El amor humano se ve limitado a un número reducido de personas; el amor espiritual las abarca a todas. El amor humano es respuesta a otro amor; el amor espiritual toma él la iniciativa. El amor humano busca atraer a los demás hacia sí; el amor espiritual se une él a los demás.

El amor humano afecta únicamente a lo humano; el amor espiritual transforma a todo el hombre. Y con el hombre, se transforma toda la sociedad, el derecho, las relaciones entre los hombres. Es una renovación integral (Card. Van Thuan).

Todos los días, la prensa saca grandes titulares sobre temas sensacionalistas, y sobre acontecimientos importantes de la historia humana. Tú tienes que hacerte presente en esa historia de los hombres, preocuparte por ella, vibrar con ella.

Pero esa actualidad debe impulsarte también a construir una sociedad nueva, de la que los periódicos no pueden recoger informaciones sensacionalistas: se trata del Reino de Dios que tú tienes que edificar ya en este mundo y con los medios del mundo (Card. Van Thuan).

La renovación requiere valor y decisión. Ante tanto sufrimiento, ante el Señor que te llama, no te quedes indiferente... Sé apóstol de la renovación, con paciencia y sacrificio naturalmente, y sólo por amor a la Iglesia (Card. Van Thuan).

Al suceder a Juan XXIII, Pablo VI asumió con generosidad la misión de organizar el concilio ecuménico Vaticano II, a pesar de mil obstáculos y problemas, a pesar de las oposiciones y las salidas, desde dentro y desde fuera de la Iglesia.

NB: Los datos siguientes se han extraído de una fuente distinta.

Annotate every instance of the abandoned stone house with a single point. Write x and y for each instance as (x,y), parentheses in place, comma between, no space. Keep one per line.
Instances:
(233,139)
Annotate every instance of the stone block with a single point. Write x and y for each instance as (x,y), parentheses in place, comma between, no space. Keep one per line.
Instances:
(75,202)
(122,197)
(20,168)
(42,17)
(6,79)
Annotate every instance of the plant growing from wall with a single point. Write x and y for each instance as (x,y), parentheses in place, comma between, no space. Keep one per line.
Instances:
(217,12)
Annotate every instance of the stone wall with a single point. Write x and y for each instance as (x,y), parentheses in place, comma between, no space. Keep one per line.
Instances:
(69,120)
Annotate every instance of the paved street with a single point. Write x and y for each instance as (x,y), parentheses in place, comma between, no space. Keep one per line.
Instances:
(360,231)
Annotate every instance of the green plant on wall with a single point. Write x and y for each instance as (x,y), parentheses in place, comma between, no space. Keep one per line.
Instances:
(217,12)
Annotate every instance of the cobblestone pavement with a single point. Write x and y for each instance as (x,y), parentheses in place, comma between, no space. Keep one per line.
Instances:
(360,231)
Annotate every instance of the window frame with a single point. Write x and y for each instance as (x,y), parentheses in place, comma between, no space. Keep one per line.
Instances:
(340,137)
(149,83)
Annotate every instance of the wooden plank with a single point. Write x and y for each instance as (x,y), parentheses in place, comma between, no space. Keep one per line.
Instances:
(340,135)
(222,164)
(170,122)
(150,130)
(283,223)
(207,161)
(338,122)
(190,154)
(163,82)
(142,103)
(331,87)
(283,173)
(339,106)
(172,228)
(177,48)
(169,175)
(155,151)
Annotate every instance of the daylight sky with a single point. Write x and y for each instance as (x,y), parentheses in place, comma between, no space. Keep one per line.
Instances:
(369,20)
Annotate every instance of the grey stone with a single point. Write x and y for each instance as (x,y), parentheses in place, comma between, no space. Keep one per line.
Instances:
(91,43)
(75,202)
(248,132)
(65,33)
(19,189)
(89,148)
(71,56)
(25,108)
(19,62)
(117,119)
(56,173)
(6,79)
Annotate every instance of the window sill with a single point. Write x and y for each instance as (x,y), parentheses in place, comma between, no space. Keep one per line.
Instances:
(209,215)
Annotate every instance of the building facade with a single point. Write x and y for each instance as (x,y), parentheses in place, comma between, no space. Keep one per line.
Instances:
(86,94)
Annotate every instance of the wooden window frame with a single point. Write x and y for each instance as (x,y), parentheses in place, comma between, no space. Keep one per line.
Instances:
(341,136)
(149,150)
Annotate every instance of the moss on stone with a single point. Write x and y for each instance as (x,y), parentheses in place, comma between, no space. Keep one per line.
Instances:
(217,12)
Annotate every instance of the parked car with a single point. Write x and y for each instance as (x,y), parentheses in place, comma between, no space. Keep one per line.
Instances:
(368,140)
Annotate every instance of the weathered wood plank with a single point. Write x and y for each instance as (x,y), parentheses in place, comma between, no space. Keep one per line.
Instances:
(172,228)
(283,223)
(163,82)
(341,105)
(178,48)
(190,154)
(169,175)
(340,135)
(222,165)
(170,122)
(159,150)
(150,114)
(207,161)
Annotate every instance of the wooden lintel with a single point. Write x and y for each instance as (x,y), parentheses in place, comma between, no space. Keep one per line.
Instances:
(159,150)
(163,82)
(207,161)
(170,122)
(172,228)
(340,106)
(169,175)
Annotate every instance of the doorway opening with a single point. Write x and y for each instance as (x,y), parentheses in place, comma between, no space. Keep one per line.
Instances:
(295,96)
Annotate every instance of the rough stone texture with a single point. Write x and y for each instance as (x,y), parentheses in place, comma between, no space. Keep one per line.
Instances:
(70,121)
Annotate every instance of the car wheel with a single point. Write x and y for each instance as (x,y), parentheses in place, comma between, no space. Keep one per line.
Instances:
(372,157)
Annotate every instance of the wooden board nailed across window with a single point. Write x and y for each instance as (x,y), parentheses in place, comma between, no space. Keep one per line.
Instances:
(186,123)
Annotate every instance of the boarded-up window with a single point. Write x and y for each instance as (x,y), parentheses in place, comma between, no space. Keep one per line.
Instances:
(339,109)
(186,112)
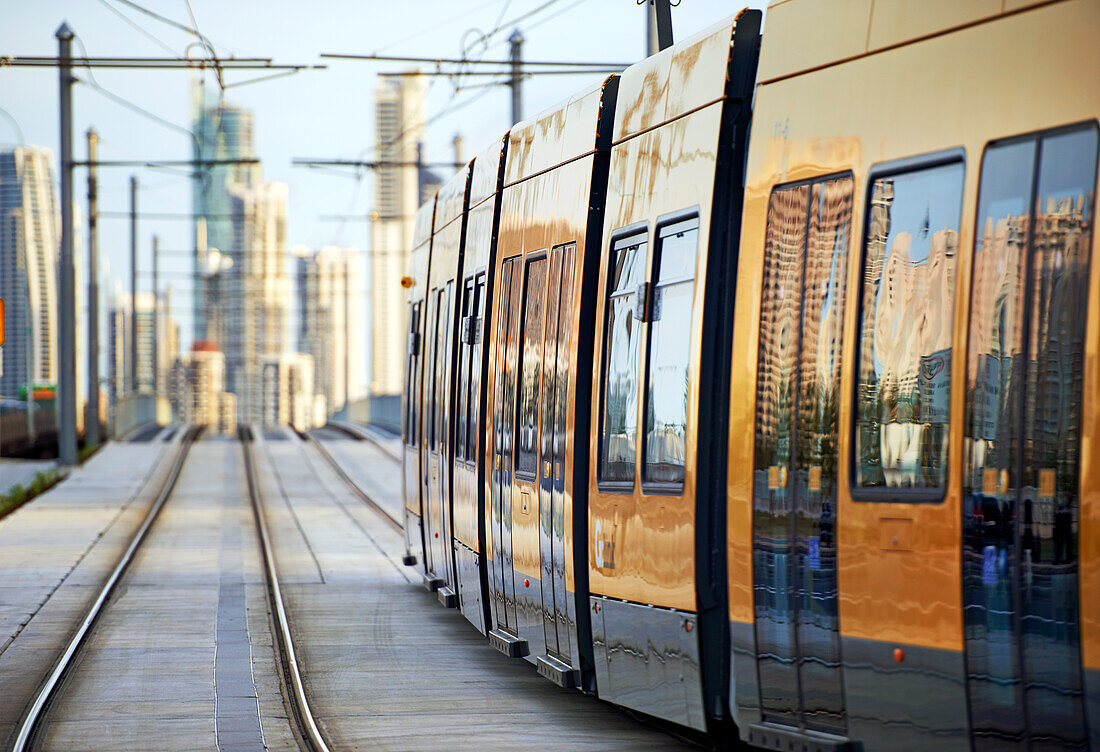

La tiara de tres cuerpos, engarzada de piedras preciosas, con que lo había honrado Milán, la vendió el 18 de noviembre de 1963 para ayudar a los pobres, y a partir de entonces se conformó con una mitra de obispo.

El 15 de septiembre de 1970, disolvió la guardia personal del papa y dejó sólo la guardia suiza como encargada de las puertas del Vaticano.

Y al lado de estos cambios menores, ¡cuántas renovaciones se han llevado a cabo en quince años, en un mundo rico en grandiosas transformaciones, entre enormes dificultades y crisis dolorosas!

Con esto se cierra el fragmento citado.